When Burroughs was asked about Bowles' autobiography, "Without Stopping," he said it should really be titled "Without Telling." Why? Because he was a homosexual and there isn’t one word about that in the book, whereas Burroughs and Ginsberg were very open about their homosexuality. Bowles hung out with the Beat crowd on occasion, but really was not one himself, especially not in his approach to novel writing, which was traditional. However, his sensibility and ideas were definitely modern. And "Without Stopping" was meant to refer to the fact he was a compulsive traveler throughout his life. It wasn’t so much on the road as on a boat or plane. His main theme as a writer was this: When an American is on foreign soil what dangers does he and she face?

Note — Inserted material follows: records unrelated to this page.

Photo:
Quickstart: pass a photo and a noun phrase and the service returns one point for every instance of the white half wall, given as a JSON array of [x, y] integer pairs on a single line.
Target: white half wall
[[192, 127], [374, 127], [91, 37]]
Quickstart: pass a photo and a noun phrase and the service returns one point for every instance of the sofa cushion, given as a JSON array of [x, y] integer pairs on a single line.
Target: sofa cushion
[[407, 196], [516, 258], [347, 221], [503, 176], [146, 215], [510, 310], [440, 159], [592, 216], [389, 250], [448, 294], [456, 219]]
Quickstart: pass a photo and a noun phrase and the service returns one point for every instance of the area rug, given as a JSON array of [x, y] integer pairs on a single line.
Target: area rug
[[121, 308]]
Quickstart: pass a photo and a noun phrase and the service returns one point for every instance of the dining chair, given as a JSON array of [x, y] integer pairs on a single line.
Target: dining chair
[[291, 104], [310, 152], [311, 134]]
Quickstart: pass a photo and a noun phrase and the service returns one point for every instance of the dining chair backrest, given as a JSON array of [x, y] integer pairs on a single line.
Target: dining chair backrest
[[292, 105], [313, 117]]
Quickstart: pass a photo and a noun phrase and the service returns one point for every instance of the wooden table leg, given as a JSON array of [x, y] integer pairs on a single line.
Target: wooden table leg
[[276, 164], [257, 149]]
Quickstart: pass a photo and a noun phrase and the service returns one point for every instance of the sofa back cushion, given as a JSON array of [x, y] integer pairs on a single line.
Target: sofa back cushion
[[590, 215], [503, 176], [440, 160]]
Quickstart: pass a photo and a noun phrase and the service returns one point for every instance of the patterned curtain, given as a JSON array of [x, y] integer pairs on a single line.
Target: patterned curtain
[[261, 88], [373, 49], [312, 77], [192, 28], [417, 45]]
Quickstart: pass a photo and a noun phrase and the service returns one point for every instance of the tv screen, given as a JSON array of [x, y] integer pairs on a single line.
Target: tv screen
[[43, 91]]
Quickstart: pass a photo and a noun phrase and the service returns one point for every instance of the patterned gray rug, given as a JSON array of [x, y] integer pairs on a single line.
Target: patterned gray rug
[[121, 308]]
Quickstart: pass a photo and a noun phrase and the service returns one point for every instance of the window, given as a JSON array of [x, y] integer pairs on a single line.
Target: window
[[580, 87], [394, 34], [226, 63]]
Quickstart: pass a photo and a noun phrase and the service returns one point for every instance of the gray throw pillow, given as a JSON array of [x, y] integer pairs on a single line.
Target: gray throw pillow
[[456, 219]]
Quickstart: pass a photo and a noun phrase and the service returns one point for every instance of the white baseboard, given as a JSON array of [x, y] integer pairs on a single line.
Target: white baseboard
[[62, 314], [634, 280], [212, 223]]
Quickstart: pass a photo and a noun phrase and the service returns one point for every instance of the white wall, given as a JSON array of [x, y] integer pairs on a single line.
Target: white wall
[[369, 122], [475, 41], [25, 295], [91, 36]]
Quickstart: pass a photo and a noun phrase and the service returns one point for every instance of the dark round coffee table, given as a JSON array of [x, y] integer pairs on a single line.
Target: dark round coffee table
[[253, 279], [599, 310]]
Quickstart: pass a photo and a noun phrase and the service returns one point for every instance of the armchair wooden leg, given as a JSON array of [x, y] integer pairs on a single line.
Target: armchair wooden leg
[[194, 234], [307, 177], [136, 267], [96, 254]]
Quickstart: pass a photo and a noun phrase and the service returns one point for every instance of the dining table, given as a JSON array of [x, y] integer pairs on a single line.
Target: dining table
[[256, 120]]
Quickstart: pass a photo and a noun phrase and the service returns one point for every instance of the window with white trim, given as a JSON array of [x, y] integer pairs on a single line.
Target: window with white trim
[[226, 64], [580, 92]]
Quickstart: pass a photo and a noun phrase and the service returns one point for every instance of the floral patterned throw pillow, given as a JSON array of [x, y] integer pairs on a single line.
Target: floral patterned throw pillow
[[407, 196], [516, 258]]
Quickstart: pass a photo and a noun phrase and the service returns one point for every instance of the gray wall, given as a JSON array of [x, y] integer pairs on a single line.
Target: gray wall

For JERRY PFAFFL, writing about movies is an act of love and exaltation. Once a week while growing up he and his brother were taken to the neigborhood theater by thier parents to see second-run movies. He remembers sitting in the dark and being utterly mesmerized by noir thrillers, technicolor musicals, Westerns, and Biblical epics. When he was a college student he discovered the wonder of foreign movies and how more daring subject matter was possible. When he was teaching at UNLV he founded CINEMA X, a film society devoted to the showing of contemporary experimental films. When he was working at Bookmans on Ina he was in charge of the Video and DVD department and his nametag read "The Movie Guy." In sum, movies have always been his passion.